I'm Renee and I grew up in a small town in which I still live today. I married my high school sweetheart in 2006, got a teaching job and bought a house in 2008 (yeah I know right before the housing market downturn!), and then brought a beautiful baby boy into the world in 2010. But let me clarify that it was not easy getting pregnant. We started trying in September 2008 on our own and month after month nothing. Finally in April 2009 we finally got a positive test! We were so excitied we told just about everyone.....first mistake. Then in May we go for our first appointment and BAM.....no baby this time. What devastation this was for us and not to mention everyone we already told! I was mortified! However, the darling husband did a great job of telling most everyone so I wouldn't have to deal with that awkward situation. So we take a few months off before we try again.

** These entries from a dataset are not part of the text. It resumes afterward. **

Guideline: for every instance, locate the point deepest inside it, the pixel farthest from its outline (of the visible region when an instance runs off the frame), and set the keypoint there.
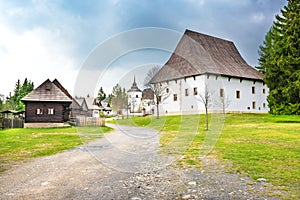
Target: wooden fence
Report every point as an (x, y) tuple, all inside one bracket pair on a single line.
[(90, 121)]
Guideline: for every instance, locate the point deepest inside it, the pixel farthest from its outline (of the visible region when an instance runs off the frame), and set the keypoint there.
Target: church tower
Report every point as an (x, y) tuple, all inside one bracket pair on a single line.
[(134, 97)]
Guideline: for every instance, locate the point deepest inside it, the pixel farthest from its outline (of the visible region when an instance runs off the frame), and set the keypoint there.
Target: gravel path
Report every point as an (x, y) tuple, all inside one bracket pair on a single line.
[(124, 165)]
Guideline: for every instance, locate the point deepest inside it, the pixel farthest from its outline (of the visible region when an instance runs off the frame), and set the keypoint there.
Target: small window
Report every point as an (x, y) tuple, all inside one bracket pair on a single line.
[(159, 99), (39, 111), (253, 105), (195, 91), (186, 92), (238, 94), (50, 111), (221, 92), (175, 97), (253, 90)]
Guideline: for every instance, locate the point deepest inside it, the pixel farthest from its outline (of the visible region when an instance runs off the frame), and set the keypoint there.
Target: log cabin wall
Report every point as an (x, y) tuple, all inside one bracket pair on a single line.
[(45, 112)]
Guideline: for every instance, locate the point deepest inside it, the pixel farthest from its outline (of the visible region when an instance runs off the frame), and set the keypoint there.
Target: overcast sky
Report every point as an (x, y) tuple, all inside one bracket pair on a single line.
[(42, 39)]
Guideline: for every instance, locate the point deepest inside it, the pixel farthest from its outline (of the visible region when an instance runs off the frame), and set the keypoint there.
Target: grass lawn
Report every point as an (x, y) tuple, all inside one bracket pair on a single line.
[(22, 143), (257, 145)]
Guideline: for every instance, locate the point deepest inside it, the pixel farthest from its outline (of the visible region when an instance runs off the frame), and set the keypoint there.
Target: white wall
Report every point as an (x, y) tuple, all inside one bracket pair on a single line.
[(134, 101), (193, 104)]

Now its September 2009 and we are ready to try again. For the past three months my cycle has been normal and about the same each month. Then of course when we are ready to try....my cycle goes all haywire. So I finally break down and call the nurse at the OBGYN. So she talks to my doctor and prescribe Clomid and  very basic fertifily drug to help me ovulate...thank heavens something to help considering it had already been a year and a miscarriage

September- Nothing and no ovulation with medicine. October- higher dosage, ovualation had occured still nothing. November- same dosage, ovulation occured and finally another positive test! Finally a year and 3 months later a possible baby! We didn't tell anyone until very close to our first appointment and then it was only parents. Then Dec. 30th was the day- yes or no! I was a nervous wreck that whole dayI had no idea what I would do this time if things didn't work out again. Would Dh and I have to start that long road of infertility?? What happened to missing 1 pill and getting pregnant? However, finally it was a yes! But we weren't out of the woods yet. The first 12 weeks of pregnancy can be make it or break it time and thank god we made it!

My son has been a true blessing and I thank god for him every single day. He has also taught me so much already and he is the reason I wanted to start this blog. I wanted to document the lessons I've learned from being a mom, so that the second time around will be a piece of cake...hahaha!